O secretário-geral da ONU, António Guterres - SCREENSHOT LUX24

O secretário-geral das Nações Unidas, António Guterres, lamentou hoje que a pandemia de covid-19 esteja a ser usada por alguns países – que não nomeou – para suprimir “vozes dissonantes” e silenciar a informação independente.

“Utilizando a pandemia como pretexto, as autoridades de alguns países tomaram duras medidas de segurança e adoptaram medidas de emergência para suprimir vozes dissonantes, abolir a maioria das liberdades fundamentais, silenciar a comunicação social independente e dificultar o trabalho de organizações não governamentais”, lamentou o líder da ONU, na abertura da 46.ª sessão do Conselho de Direitos Humanos da ONU.

“As restrições ligadas à pandemia servem de pretexto para minar os processos eleitorais, enfraquecer as vozes dos opositores e suprimir as críticas”, acrescentou.
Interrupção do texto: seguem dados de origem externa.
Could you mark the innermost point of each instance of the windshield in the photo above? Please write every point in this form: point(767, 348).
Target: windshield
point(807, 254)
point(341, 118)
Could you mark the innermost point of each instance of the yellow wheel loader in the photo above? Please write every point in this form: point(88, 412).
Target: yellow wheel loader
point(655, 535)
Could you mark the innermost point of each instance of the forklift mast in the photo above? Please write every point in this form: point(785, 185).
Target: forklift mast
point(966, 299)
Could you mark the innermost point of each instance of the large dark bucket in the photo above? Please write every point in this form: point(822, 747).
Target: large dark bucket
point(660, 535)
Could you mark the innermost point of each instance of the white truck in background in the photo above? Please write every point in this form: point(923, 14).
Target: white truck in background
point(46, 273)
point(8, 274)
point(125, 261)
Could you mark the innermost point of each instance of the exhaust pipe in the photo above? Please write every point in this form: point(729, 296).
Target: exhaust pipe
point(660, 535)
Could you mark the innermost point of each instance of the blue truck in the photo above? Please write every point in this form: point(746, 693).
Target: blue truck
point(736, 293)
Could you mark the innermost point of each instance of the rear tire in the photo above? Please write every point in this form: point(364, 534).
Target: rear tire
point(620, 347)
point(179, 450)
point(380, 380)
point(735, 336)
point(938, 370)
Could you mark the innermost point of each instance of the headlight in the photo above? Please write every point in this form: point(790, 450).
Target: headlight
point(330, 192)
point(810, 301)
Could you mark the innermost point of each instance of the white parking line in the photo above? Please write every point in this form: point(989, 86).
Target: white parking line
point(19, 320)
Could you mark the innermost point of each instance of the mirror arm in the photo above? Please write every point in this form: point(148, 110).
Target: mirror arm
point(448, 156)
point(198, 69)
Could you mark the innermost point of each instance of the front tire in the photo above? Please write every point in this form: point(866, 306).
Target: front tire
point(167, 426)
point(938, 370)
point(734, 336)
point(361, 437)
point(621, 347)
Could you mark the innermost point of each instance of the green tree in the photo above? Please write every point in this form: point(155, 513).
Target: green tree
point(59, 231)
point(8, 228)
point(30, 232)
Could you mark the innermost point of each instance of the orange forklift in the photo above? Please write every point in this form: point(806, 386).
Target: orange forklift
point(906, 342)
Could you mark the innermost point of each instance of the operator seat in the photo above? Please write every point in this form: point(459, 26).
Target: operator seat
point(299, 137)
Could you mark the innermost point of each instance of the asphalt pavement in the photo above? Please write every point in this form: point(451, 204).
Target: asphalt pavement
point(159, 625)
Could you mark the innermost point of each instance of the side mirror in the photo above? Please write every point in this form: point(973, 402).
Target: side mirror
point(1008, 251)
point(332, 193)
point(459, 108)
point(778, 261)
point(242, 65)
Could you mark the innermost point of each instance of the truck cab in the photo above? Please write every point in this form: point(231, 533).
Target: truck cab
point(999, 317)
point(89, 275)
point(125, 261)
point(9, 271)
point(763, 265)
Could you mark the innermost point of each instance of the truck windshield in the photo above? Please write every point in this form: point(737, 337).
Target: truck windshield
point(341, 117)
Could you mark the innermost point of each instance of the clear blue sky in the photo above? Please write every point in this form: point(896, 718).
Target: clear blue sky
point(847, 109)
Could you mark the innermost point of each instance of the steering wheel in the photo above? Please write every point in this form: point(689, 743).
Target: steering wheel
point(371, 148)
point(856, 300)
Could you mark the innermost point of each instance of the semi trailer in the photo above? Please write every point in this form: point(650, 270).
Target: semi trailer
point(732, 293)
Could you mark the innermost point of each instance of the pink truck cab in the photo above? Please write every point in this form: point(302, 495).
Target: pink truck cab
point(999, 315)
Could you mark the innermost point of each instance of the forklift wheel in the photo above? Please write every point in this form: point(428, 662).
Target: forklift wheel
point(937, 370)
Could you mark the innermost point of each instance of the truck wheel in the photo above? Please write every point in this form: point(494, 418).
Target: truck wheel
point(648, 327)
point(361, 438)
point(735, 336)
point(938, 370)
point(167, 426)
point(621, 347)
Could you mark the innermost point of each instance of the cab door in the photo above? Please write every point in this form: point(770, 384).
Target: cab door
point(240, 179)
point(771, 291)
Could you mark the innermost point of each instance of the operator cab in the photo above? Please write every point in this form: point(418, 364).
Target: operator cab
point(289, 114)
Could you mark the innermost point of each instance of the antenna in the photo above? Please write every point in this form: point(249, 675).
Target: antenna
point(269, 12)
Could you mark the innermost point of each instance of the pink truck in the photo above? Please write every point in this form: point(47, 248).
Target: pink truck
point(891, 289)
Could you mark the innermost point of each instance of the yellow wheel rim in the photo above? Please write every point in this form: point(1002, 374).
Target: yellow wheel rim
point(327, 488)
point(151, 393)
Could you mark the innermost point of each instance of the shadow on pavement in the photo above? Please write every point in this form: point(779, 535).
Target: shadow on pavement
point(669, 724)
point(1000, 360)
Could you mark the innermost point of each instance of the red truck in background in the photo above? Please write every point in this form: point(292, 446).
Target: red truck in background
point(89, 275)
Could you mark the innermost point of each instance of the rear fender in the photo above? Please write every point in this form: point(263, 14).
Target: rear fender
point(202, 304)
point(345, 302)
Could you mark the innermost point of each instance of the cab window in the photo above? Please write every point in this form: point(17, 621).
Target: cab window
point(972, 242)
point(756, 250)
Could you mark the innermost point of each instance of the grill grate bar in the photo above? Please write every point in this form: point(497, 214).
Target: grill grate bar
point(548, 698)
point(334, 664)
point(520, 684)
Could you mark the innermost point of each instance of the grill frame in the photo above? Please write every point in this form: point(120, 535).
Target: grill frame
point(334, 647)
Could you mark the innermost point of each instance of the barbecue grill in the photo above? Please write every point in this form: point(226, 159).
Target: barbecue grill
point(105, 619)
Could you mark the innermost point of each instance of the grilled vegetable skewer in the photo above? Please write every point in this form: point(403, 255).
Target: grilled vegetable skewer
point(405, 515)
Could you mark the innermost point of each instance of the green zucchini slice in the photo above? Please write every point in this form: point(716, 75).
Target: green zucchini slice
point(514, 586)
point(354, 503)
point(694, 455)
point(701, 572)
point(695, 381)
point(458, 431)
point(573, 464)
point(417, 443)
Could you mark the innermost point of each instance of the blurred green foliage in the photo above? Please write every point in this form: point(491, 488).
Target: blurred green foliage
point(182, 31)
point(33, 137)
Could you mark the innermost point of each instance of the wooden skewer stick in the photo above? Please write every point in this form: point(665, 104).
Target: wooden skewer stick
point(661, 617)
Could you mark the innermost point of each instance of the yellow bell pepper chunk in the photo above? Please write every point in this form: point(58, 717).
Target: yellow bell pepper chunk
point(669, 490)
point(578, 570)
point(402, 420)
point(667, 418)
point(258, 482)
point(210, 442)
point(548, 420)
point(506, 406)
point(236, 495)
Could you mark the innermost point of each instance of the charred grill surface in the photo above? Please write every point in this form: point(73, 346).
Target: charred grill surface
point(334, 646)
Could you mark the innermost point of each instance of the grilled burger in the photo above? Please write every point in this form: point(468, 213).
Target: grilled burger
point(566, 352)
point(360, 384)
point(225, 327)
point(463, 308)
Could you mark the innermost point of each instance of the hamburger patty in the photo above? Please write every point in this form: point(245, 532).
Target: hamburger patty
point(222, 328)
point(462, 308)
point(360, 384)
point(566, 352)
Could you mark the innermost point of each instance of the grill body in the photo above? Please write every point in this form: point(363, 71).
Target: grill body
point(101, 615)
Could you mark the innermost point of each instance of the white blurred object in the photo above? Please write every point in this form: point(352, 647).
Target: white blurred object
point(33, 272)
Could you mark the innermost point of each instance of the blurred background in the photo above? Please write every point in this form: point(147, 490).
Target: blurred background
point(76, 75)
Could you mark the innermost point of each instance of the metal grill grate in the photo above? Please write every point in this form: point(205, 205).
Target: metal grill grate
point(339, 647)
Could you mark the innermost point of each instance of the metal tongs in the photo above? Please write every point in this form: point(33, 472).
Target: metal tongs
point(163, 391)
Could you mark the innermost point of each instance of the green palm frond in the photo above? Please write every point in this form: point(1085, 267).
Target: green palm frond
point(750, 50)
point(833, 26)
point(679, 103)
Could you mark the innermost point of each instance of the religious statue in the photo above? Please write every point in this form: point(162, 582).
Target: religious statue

“Os defensores dos direitos humanos, jornalistas, advogados, activistas e até profissionais de saúde têm sido sujeitos a detenções, processos judiciais, intimidação e vigilância por criticarem as medidas – ou a sua falta – tomadas para fazer face à pandemia”, considerou.

Além disso, “o acesso a informações vitais tem sido, às vezes, dificultado, enquanto a desinformação aumentou, inclusive a que é passada por alguns líderes”, acrescentou, sem dizer quais.

No seu discurso anual ao Conselho de Direitos Humanos, o secretário-geral da ONU dedicou grande parte da intervenção à pandemia, destacando que a covid-19 “agravou as vulnerabilidades” e interrompeu a vida de centenas de milhões de famílias, que perderam o emprego ou viram os seus rendimentos caírem a pique.

“A pandemia afectou desproporcionalmente mulheres, minorias, idosos, pessoas com deficiência, refugiados, migrantes e povos indígenas” e “a pobreza extrema está a ganhar terreno”, sublinhou.

“Os anos de progressos em relação à igualdade de género foram eliminados”, disse, denunciando o “nacionalismo das vacinas”: “mais de três quartos das doses de vacinas foram administradas em apenas 10 países, enquanto mais de 130 nações ainda não receberam uma única dose”, sublinhou o secretário-geral da ONU.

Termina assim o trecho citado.